Natural depressions in the glacial drift left by the ice sheets which covered the Cheshire–Shropshire plain during the last ice age, 10,000–15,000 years ago, filled with water, forming the meres and mosses characteristic of the area today. In some cases, like Risley Moss, peat accumulation filled the depression, allowing colonisation by bog mosses such as the Sphagnum varieties, thus giving rise to the name "moss".

Risley Moss is one of only two mosses in Cheshire where the water level has been deliberately raised in an attempt to encourage the regeneration of an active bog surface. The long-term restoration project to re-wet the moss began in 1978 and was completed in 2002. This scheme was undertaken to create a series of scrapes and bunds to retain water and recreate the perfect conditions for bog flora such as cotton grass and sphagnum mosses to re-colonise the bogs.

Risley Moss was first mentioned in the Doomsday Book when it was part of the Culcheth Estate. The Moss passed to his daughter Ellen de Risley and remained in her family until 1736 when it was bought by a local landowner. During the Industrial Revolution many of the peat bogs near Manchester were drained however Risley was too wet and remained under water.

It was the former site of a large Royal Ordnance Factory. Today, it is managed by Cheshire County Council as a country park and an educational nature reserve. It was designated a Site of Special Scientific Interest in 1986. Risley Moss, together with Astley and Bedford Mosses and Holcroft Moss, is also a European Union designated Special Area of Conservation, known as Manchester Mosses.

==Features==
The main feature of Risley Moss is the large peat bog, overlooked by two observation points: a raised platform (previously having a large watchtower) ideal for bird watching, and a smaller lookout (currently obstructed by plant growth). These points have additional information inside relating to bird species and landscape layouts. The Moss also has several smaller huts located inside the forested area for bird watching and nature enthusiasts.
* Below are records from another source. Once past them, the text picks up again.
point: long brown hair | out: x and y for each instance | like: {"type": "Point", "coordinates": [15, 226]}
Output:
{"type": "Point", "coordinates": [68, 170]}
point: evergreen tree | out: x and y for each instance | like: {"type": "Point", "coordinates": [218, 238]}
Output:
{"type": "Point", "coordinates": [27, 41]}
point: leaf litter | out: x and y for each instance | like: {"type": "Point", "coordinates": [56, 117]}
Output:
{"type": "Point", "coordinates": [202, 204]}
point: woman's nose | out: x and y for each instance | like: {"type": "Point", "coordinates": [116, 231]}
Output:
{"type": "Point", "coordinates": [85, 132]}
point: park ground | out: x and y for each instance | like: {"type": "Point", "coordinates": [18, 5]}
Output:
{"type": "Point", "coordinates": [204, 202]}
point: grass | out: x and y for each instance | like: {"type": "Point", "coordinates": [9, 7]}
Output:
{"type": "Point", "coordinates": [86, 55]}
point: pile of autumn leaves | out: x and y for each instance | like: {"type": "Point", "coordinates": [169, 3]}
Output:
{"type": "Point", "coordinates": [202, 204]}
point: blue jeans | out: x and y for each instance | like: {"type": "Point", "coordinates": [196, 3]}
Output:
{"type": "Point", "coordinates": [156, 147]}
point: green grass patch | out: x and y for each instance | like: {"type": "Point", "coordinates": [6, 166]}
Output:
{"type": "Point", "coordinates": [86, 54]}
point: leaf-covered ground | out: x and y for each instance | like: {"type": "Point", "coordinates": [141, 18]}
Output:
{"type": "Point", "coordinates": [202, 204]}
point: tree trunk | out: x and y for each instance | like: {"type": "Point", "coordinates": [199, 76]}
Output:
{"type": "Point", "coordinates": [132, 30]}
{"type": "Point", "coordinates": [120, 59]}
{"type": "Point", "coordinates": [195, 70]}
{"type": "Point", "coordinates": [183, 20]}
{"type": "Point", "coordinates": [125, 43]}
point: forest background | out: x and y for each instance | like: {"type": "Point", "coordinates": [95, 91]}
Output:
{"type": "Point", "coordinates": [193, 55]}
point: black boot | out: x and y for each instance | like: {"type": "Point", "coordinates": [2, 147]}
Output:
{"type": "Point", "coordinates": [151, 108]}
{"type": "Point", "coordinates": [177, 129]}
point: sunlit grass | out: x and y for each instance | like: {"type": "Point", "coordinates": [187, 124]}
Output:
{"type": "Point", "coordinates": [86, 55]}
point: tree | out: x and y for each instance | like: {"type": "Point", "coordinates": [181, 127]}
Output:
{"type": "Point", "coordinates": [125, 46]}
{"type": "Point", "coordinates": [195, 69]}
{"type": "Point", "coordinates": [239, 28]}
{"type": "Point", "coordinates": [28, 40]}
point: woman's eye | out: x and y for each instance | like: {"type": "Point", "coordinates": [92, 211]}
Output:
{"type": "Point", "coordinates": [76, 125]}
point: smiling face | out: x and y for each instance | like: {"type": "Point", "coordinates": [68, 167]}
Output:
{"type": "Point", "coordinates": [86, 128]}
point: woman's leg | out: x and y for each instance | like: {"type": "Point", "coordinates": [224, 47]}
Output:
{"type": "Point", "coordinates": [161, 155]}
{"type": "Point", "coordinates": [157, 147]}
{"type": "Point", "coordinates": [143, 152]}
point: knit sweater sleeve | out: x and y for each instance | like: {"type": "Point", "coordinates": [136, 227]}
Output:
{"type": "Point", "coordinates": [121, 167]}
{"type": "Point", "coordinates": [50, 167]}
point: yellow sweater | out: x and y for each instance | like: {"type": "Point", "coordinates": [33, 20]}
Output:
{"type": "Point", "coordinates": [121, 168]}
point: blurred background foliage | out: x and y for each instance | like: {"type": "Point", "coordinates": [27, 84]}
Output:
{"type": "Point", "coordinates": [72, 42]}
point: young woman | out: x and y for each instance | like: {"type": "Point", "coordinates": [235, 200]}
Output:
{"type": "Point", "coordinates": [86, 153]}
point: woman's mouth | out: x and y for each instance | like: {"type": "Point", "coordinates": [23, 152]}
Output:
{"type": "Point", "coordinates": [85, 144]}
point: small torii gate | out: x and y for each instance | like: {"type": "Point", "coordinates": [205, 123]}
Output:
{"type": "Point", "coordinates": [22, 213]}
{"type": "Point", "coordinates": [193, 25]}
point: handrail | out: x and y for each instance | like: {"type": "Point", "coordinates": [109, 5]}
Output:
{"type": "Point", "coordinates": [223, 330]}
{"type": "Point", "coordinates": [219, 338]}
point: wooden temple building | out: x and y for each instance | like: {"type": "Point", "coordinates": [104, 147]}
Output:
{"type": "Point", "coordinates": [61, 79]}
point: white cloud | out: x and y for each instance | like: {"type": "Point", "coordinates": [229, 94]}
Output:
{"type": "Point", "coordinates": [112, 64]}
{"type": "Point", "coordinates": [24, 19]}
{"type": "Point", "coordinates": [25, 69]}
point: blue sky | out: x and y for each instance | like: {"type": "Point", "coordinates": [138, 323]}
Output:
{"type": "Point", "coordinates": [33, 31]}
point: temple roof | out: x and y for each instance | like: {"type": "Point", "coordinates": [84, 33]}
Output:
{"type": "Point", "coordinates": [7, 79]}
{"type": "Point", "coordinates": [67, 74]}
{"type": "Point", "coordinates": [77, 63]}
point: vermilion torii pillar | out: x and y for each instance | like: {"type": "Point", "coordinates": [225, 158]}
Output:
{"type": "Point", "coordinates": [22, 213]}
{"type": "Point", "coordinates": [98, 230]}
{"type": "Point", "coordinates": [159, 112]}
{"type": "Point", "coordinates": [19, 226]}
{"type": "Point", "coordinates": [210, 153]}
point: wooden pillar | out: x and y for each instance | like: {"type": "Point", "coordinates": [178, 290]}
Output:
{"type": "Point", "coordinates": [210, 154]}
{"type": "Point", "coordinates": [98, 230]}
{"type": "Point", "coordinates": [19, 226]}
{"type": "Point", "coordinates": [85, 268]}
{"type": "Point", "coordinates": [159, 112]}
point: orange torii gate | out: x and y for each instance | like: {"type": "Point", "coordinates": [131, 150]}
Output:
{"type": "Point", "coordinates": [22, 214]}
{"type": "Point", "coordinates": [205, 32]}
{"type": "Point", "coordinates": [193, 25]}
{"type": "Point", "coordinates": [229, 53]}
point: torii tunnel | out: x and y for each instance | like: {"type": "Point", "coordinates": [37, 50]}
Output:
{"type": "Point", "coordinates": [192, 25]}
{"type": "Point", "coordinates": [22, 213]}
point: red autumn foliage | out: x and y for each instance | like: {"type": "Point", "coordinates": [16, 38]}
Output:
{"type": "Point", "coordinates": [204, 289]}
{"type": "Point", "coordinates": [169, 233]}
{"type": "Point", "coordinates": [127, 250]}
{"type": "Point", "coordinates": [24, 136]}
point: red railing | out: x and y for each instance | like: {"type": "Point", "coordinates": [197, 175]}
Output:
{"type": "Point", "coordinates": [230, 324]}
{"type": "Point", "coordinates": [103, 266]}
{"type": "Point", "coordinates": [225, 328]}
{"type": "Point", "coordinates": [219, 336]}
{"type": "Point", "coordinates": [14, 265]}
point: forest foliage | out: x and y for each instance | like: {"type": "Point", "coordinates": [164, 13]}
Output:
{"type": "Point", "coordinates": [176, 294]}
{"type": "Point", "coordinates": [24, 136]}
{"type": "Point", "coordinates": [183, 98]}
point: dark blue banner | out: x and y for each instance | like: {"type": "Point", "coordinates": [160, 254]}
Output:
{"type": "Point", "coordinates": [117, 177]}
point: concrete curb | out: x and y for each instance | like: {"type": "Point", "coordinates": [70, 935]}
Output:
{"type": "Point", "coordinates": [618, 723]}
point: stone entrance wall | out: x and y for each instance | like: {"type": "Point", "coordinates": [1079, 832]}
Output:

Tours across the bog and nature reserve are available from the main information centre and are undertaken by local rangers.

In addition to the natural features and landscape, there are several sculptures around the site, usually with a natural theme.

==Facilities==
There is a visitor centre, countryside walks, bird hides and picnic benches.

==Inclusion in national nature reserve==
The reserve in one of the sites included in the Risley, Holcroft and Chat Moss National Nature Reserve, a national nature reserve created in 2025, consisting of eleven sites of varied lowland peat areas in Greater Manchester and Cheshire.